Dogs, cats and most other animals don’t require the same amount of vegetables in their diets as their owners do, but veggies still make a healthy, tasty treat. Feel free to offer your pets peas, carrots, green beans, broccoli, sweet potatoes, mashed potatoes and other fresh or cooked vegetables if you have any going spare.


Just be wary of any hidden additions – avoid feeding Fluffy a casserole in case it contains harmful ingredients, and don’t give your pet any vegetables which have been prepared with cheese, butter, cream, herbs or alliums.


#6 CRANBERRY SAUCE — Thank You Berry Much!



Cranberry sauce is a Thanksgiving staple, and luckily your pets can enjoy it just as much as you do. Cranberries are a healthy fruit and some specialists have suggested that they may help in preventing and treating urinary tract infections in cats and dogs. Be mindful of quantity, however, as most cranberry sauces have a high sugar level.


#7 GRAVY — Good Gravy!

thanksgiving gravy


There is no harm is giving your kitty or pup a lick of gravy, as long as you are sure of the ingredients. Many gravies do contain herbs and alliums, and some may be use butter or cream as a thickener. These products are not suitable for animal consumption. A simple gravy made mainly of cooked-off meat juices is your best bet.


#8 CAKES & CANDY — No Kit-Kats for Kitty!

thanksgiving cakes and desserts


Cakes and pies are always welcome at the Thanksgiving table, but they won’t be welcome in your dog or cat’s tummy. Uncooked cake batter containing raw eggs can harbour salmonella bacteria, just like raw turkey. In addition to this, some cakes (such as fruit cake) may contain alcohol, which is toxic to animals even in tiny amounts.


Even if you have a cooked, alcohol-free cake, it’s best to avoid giving your pet a nibble due to the high sugar content. As usual, you should keep chocolate well out of your pet’s reach. It only takes a tiny amount of chocolate to kill your pet before you’ve even noticed him or her eating it.


All in all, there is no harm in treating your pet to their own Thanksgiving feast as long as you’re careful and responsible. Make sure to keep all safe foods to a minimum, as introducing a lot of new foods to an animal’s diet at once can cause stomach upsets and diarrhoea or constipation.


The best bet for pet owners everywhere is to add a small amount of your leftovers to your pet’s regular meal – and don’t forget to keep filled garbage bags away from any hungry, determined animals!

1 Comment
  1. Reply
    Andrea Robinson 11/16/2015 at 3:10 am

    This is terrific information presented in an easy-to-read way. A lot of our foods are good for dogs, such as cooked pumpkin and cranberries, but we often get carried away and give dogs human food that LOOKS harmless but really contains ingredients that are toxic or harmful to pets. As cute as this blog picture is, animals don’t actually mix ingredients in the wild. They’re very clean eaters, going for “whole food” that doesn’t have anything added in. (We should probably learn to eat more like that!)

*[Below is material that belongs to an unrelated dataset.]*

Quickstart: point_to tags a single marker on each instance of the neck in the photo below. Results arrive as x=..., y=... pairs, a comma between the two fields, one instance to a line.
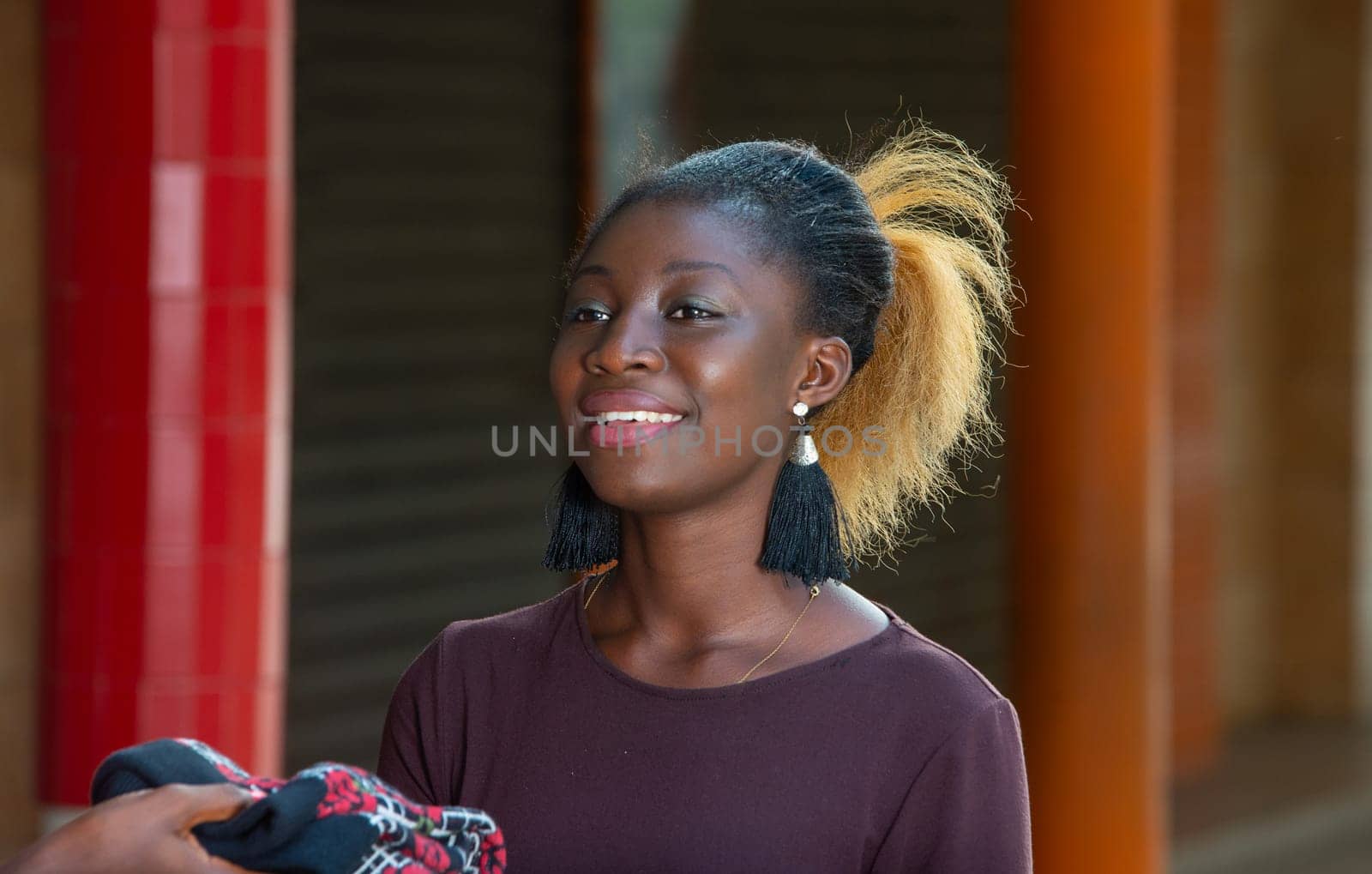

    I’m planning to give my dogs quite a few sweet potato treats this holiday, as well as any leftover meat I might have, in appropriate quantities. Also, I’m planning to check the grocery stores, like I do every year for plain cooked pumpkin in cans (not the pumpkin pie filling, which has cinnamon and other spices). The plain pumpkin is actually very good for stomach upset, and dogs like it.